Polymyositis - Example Question
A 46-year-old lady complains of proximal muscle weakness over 6 months. History is otherwise unremarkable. She has no past medical history and is on no medications. She does not drink alcohol. On examination, power is 4/5 proximally in both arms and legs, otherwise unremarkable. Blood investigations are normal except for an elevated creatinine kinase level at 900 U/L. Electromyography demonstrates myopathic features. You order a muscle biopsy to help differentiate which myopathy is present. The results show endomysial lymphocytic infiltrates that invade nonnecrotic muscle fibres. What is the most likely diagnosis?

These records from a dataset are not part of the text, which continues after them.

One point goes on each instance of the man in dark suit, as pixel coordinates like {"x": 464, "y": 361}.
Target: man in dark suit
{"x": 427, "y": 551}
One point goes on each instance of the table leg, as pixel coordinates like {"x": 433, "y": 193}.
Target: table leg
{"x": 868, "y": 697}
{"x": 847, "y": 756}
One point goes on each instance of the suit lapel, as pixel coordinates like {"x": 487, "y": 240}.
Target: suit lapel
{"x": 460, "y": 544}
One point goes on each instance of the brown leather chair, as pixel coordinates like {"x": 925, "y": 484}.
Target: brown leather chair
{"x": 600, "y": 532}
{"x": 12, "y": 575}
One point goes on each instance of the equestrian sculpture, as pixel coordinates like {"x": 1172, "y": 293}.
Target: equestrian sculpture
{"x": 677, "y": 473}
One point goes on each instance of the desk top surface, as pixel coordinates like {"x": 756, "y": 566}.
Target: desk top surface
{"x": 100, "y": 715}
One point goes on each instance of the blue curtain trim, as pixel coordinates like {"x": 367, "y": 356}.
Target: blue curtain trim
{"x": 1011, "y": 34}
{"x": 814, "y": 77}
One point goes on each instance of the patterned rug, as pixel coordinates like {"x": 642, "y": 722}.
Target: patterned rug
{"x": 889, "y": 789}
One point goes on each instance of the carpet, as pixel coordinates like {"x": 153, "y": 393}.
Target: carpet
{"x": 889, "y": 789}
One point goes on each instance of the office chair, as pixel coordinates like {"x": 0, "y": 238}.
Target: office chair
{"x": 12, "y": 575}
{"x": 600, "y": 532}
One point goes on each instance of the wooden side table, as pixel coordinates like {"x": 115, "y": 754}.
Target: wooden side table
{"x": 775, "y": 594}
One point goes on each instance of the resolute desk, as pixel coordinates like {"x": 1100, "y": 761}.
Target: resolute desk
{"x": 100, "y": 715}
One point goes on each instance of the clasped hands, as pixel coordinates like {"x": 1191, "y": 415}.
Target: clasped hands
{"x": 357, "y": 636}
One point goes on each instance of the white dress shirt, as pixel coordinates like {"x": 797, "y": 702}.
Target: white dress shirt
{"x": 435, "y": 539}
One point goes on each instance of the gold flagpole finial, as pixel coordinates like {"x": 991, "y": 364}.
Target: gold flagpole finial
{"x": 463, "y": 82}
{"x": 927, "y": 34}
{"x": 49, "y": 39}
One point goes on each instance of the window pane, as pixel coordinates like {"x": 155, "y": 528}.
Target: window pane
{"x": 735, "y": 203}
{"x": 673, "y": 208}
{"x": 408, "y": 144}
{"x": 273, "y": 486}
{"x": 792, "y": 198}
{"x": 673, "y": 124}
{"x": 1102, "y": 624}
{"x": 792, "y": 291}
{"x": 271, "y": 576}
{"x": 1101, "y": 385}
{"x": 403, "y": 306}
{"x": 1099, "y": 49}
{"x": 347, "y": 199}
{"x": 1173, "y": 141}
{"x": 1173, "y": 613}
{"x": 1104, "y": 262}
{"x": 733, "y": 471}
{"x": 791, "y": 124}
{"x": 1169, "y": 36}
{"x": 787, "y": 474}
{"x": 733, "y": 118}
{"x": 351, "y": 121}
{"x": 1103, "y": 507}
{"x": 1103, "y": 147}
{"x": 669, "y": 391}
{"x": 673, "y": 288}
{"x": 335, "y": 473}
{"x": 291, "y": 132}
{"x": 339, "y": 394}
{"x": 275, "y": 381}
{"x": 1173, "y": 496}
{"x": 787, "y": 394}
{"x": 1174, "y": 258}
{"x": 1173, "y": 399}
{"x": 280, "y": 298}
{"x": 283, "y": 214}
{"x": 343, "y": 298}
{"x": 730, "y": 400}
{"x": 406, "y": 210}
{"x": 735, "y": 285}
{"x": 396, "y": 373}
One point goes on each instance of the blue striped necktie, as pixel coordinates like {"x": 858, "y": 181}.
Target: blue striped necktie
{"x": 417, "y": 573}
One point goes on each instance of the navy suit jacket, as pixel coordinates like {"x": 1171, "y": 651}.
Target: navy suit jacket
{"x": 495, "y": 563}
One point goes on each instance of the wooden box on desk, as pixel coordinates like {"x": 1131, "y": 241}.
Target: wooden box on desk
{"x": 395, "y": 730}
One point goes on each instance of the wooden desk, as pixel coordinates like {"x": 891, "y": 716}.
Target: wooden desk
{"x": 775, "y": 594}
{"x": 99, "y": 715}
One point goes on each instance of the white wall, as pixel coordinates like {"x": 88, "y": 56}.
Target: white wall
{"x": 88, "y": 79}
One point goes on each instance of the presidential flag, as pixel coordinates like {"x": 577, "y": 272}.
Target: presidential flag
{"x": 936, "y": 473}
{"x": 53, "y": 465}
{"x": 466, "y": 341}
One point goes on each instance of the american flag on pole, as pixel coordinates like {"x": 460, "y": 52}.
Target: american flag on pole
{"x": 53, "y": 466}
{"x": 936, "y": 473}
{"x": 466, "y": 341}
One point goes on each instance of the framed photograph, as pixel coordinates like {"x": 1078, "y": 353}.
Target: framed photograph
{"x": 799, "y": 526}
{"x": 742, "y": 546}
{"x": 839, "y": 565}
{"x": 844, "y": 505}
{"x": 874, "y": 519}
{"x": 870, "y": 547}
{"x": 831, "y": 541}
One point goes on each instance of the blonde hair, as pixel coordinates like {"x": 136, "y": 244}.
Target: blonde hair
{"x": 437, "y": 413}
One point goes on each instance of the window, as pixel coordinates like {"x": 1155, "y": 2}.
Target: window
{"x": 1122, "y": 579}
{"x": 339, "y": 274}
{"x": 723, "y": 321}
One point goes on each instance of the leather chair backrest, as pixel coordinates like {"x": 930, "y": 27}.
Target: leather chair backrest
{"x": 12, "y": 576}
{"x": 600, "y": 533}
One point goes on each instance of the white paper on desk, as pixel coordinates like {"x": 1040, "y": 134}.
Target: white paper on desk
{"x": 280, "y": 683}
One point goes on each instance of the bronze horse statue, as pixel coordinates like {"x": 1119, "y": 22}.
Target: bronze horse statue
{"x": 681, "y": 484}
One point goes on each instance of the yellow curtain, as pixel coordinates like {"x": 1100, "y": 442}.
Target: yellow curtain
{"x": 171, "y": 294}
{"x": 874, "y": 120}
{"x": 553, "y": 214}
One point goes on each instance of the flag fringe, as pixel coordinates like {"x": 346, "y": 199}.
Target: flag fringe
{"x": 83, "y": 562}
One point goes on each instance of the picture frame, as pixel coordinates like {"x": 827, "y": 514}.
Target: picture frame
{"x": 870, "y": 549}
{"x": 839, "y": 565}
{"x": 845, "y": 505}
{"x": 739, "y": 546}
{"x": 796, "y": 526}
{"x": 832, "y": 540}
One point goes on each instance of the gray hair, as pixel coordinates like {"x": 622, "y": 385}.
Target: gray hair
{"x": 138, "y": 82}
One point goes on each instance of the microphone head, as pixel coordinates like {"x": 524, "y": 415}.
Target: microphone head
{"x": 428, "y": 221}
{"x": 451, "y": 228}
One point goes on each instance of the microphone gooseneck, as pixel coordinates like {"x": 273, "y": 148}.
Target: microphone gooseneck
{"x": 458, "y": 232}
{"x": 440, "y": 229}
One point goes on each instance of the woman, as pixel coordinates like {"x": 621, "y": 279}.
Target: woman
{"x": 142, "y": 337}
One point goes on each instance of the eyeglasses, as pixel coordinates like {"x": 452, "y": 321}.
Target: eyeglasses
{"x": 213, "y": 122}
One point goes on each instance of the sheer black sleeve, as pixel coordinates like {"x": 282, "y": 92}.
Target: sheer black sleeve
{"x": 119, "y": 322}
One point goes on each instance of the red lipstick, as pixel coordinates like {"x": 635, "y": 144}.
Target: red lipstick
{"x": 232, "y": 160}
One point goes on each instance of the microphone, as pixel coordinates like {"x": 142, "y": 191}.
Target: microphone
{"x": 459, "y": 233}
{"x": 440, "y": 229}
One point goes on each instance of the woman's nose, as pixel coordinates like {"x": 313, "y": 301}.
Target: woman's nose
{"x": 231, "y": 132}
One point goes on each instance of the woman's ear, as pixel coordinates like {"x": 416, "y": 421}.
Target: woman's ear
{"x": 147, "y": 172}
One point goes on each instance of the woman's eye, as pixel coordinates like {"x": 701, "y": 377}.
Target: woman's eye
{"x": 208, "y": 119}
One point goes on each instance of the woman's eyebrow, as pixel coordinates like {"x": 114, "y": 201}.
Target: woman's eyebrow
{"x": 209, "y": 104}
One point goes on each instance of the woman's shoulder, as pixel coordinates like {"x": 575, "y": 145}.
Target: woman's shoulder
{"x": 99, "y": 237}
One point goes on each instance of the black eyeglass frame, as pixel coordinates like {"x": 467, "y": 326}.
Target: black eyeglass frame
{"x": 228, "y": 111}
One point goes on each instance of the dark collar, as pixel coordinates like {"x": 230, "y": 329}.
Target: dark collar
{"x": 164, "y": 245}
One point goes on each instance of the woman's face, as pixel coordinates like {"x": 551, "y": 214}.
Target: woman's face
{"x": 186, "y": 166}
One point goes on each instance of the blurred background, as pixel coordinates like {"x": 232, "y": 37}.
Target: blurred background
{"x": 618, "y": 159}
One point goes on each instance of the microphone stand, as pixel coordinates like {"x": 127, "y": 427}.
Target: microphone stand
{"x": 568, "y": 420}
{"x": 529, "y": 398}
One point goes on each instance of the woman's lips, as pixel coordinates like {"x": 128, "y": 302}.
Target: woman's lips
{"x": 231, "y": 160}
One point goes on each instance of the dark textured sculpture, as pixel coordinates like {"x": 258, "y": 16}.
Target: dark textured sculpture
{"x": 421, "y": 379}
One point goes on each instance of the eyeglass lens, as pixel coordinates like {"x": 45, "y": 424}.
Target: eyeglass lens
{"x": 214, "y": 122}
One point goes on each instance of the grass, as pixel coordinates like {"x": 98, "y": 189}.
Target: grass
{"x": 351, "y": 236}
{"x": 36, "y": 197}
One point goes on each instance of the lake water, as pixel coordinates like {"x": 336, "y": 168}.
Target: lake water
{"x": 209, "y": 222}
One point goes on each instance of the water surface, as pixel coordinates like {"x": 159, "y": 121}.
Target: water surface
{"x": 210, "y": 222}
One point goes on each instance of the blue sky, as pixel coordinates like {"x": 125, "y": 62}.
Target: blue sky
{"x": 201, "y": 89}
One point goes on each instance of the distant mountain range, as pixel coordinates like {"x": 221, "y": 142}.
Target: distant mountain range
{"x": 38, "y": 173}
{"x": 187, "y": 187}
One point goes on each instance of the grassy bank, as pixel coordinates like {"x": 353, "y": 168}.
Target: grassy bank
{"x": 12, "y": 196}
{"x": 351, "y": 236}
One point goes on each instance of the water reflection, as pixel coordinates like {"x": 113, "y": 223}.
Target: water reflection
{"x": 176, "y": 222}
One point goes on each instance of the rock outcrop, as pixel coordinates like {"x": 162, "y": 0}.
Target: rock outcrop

Dermatomyositis Inclusion body myositis Systemic lupus erythromatosis Lung cancer > Polymyositis
Proximal muscle weakness is a nonspecific complaint and the elevated CK with this presentation suggests a myopathy, of which the common are inflammatory (polymyositis, dermatomyositis, and inclusion body myositis), toxic myopathies (e.g. statin- or alcohol-induced), and inherited (Duchenne/Becker muscular dystrophy, myotonic dystrophy). There is no history of toxic agents here and the history is not lifelong to suggest an inherited causes. There are no skin changes to suggest dermatomyositis. The diagnostic difficulty may be between inclusion body myositis and polymyositis. The former tends to affect wrists and fingers more than the latter. Where there is diagnostic difficulty clinically, a biopsy may help make a diagnosis:
Endomysial lymphocytic infiltrates that invade nonnecrotic muscle fibres = polymyositis
Perimysial inflammation of lymphocytes and parafascicular atrophy = dermatomyositis
Inflammatory infiltrates and inclusions within muscle fibres = inclusion body myositis.
Polymyositis responds to immunosuppression.
It is likely she has a polymyositis and coincidental carpal tunnel syndrome rather than an inclusion body myositis.
Myopathy - Differentials
Inflammatory (polymyositis, dermatomyositis, and inclusion body myositis)
Toxic myopathies (e.g. statin- or alcohol-induced)
Inherited (Duchenne/Becker muscular dystrophy, myotonic dystrophy).
Differentiating Inclusion Body Myositis from Polymyositis
Creatine kinase levels are usually normal or only mildly raised in Inclusion Body Myositis, in contrast to polymyositis where creatine kinase levels are usually markedly elevated.
Muscles are often tender in polymyositis
In Polymyositis distal muscles are usually not affected until the disease is advanced, whereas in inclusion body myositis, both proximal and distal muscles are affected from beginning. Also inclusion body myositis tends to affect wrists and fingers more.
Myopathy - Muscle Biopsies
Endomysial lymphocytic infiltrates that invade nonnecrotic muscle fibres = polymyositis
Perimysial inflammation of lymphocytes and parafascicular atrophy = dermatomyositis
Inflammatory infiltrates and inclusions within muscle fibres = inclusion body myositis.